Aside from agent touchpoints, there’s also the matter of execution order. As each agent performs a subtask, the context changes, which could also affect the downstream requirements to accomplish the task. Often, it may be better to run (sub)agents in sequence, waiting for a task to be done before dispatching a new one. Each (sub)agent may still have a different context, with a subset of the conversation history and different tools, while running sequentially. For highly independent subtasks, this is not necessary.

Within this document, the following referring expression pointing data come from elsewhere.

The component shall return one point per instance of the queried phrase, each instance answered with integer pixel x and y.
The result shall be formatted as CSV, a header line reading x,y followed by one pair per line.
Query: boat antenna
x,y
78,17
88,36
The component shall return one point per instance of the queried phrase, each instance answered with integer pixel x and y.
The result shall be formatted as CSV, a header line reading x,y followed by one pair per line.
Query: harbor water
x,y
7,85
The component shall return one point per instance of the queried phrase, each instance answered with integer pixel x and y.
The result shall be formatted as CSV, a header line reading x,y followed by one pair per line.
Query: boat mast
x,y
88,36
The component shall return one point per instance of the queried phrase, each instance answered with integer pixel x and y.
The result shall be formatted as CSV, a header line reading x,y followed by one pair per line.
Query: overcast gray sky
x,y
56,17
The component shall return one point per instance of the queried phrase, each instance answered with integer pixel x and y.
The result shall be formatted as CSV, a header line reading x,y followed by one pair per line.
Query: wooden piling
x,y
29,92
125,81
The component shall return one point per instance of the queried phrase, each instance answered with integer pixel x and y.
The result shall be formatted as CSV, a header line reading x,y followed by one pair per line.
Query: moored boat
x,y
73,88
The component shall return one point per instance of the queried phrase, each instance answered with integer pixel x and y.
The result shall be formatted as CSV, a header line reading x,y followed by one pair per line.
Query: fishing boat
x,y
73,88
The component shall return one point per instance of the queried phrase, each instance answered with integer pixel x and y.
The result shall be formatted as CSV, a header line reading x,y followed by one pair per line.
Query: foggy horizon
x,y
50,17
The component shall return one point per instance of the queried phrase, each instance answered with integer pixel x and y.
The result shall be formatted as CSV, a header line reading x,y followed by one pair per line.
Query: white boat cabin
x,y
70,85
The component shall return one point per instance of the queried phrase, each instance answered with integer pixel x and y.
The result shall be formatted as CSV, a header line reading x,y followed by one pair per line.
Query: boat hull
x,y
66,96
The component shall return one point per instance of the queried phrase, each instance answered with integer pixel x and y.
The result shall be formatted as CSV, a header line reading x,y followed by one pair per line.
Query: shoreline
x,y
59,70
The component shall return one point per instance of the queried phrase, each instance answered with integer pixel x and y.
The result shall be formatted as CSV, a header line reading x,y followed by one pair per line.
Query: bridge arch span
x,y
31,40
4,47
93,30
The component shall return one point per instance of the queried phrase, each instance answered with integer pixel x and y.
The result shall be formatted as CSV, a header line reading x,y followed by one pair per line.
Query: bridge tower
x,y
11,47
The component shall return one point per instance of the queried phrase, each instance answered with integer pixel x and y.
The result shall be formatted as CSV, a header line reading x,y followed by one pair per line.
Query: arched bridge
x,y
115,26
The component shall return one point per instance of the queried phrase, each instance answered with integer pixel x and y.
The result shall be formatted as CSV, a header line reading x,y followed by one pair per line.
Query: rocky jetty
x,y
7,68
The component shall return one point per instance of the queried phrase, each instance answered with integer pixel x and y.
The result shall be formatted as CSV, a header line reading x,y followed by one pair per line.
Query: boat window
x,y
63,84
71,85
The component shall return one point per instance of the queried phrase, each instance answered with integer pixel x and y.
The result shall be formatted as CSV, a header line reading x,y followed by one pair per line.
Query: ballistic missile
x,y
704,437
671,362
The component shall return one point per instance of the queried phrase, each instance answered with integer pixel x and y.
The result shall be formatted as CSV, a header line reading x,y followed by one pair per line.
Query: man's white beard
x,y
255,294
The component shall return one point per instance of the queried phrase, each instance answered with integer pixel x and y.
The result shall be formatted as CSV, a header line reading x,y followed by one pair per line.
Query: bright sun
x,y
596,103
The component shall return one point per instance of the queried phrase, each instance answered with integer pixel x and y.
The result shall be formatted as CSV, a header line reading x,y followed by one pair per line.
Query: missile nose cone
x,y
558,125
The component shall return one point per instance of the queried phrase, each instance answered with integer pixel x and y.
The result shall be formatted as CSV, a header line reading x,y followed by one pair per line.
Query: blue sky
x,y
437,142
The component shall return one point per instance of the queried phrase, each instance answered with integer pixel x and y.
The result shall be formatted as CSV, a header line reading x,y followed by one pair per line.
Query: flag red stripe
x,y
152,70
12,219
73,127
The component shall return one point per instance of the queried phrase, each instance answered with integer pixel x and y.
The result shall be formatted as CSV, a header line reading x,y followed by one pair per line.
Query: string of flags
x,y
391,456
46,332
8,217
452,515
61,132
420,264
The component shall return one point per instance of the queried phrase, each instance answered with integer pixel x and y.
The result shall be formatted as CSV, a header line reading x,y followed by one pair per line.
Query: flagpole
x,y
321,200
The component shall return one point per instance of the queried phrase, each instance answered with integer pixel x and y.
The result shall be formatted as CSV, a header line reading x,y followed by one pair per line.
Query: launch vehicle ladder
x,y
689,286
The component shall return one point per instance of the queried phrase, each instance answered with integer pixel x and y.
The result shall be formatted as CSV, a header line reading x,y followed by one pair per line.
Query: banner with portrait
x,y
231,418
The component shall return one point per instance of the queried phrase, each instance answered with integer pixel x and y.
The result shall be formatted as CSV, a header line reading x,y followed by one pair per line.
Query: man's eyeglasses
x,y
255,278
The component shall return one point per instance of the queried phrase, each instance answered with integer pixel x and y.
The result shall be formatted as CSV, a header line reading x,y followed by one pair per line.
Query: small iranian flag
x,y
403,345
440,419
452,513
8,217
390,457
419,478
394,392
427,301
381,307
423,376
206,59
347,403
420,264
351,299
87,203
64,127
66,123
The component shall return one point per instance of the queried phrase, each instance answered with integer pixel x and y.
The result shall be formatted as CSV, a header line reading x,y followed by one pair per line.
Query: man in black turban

Understanding how much context is required and identifying which tasks are truly independent (or to which extent) is yet another area where LLMs of today fall short and requires human assistance - one of the main developer tasks when architecting agents.

With the increasing complexity of developing these complex networks of agents, we also see the rise of many frameworks to support the development of multi-agent systems, including LangGraph, Pydantic AI, Crew AI, SmolAgents, among many others. Many of them have different approaches and a different development philosophy. And while LangGraph is the most popular at the time of writing (2025), it is still early to truly call any of them an “industry standard”. Especially as new standards are being defined and implemented by the different clients and frameworks (e.g.: MCP).
Standards & Security
Agent Protocols: MCP, A2A and ACP
Model Context Protocol (MCP) [ref], was developed by Anthropic as an open standard. It specifies how AI applications interact with external tools and systems. In other words, it makes it possible for users of (for example) ChatGPT to add arbitrary tools to be used by the LLM with no knowledge of the user interface of ChatGPT, Anthropic’s Claude, IDEs, among others. In this context, tools (which were Python functions) are transformed into servers, deployable either locally or remotely.
Today, MCP has momentum, and aims to establish itself as an industry standard for agent-tool communication, underpinned by a broad ecosystem of readily reusable servers.
The MCP protocol specifies how models interact with these tools, similar to how an OpenAPI (Swagger) specification outlines REST API usage. The MCP protocol enables (externally defined) tool use to models. This makes it easier to reuse and discover different tools to build novel AI agents and agentic workflows.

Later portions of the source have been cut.